* Which, if any, of the async crypto drivers are ever useful in the real world?
@ 2026-05-18 10:11 Demi Marie Obenour
2026-05-19 20:36 ` Simon Richter
0 siblings, 1 reply; 3+ messages in thread
From: Demi Marie Obenour @ 2026-05-18 10:11 UTC (permalink / raw)
To: linux-crypto; +Cc: Eric Biggers, Herbert Xu
[-- Attachment #1.1.1: Type: text/plain, Size: 997 bytes --]
Looking at mailing list archives, I've yet to see real-world benchmarks
showing that the async crypto drivers actually help, outside of:
1. Hashing or encrypting a big file.
2. Situations where the kernel doesn't have the keys.
The first is not something I expect to be performance-critical.
The second is something I have yet to see outside of phmac on IBM
mainframes.
When WireGuard was being merged, there was a strong argument that
the Inside Secure driver (now Rambus) really does help bulk network
encryption.

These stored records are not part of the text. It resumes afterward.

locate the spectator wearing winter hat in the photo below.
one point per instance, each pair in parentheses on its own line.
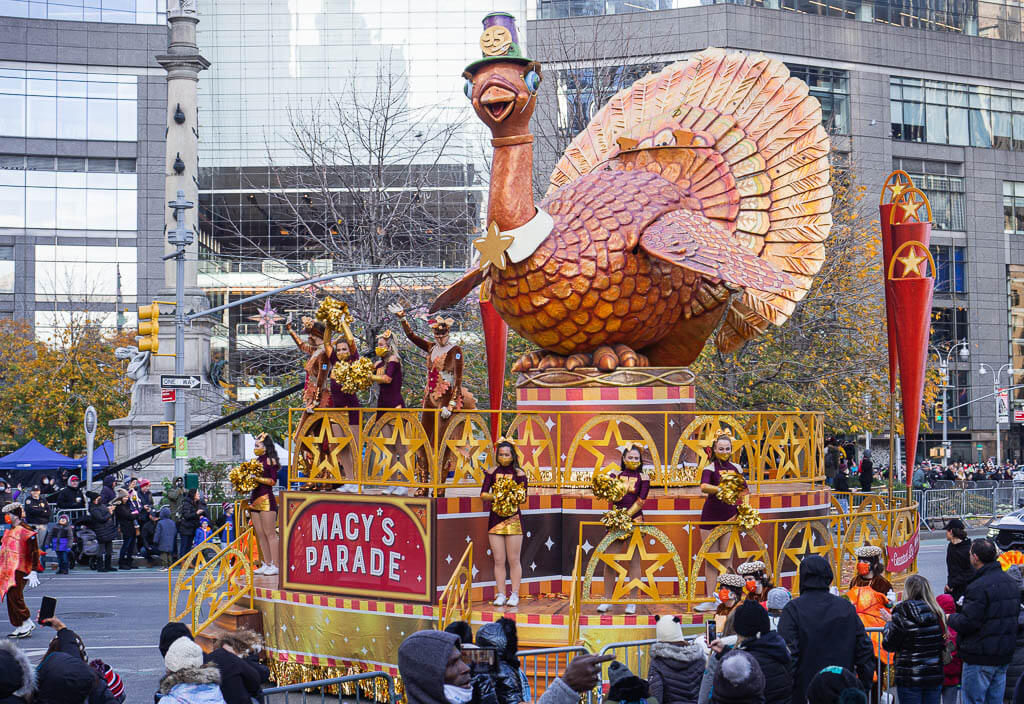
(777,599)
(757,581)
(952,669)
(60,542)
(836,685)
(625,687)
(822,629)
(676,666)
(70,497)
(729,592)
(17,678)
(754,634)
(187,679)
(738,680)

But I didn't see specific benchmarks, only rough numbers.
I plan to (someday) send a patch that makes drivers inaccessible via
AF_ALG. This means that the drivers will only be useable in-kernel.
And more and more in-kernel uses are moving to lib/crypto/ instead.
Is it really *always* better to do the cryptography inline or on the
CPU? If so, then the async drivers are pointless and can be removed.
--
Sincerely,
Demi Marie Obenour (she/her/hers)
[-- Attachment #1.1.2: OpenPGP public key --]
[-- Type: application/pgp-keys, Size: 7253 bytes --]
[-- Attachment #2: OpenPGP digital signature --]
[-- Type: application/pgp-signature, Size: 833 bytes --]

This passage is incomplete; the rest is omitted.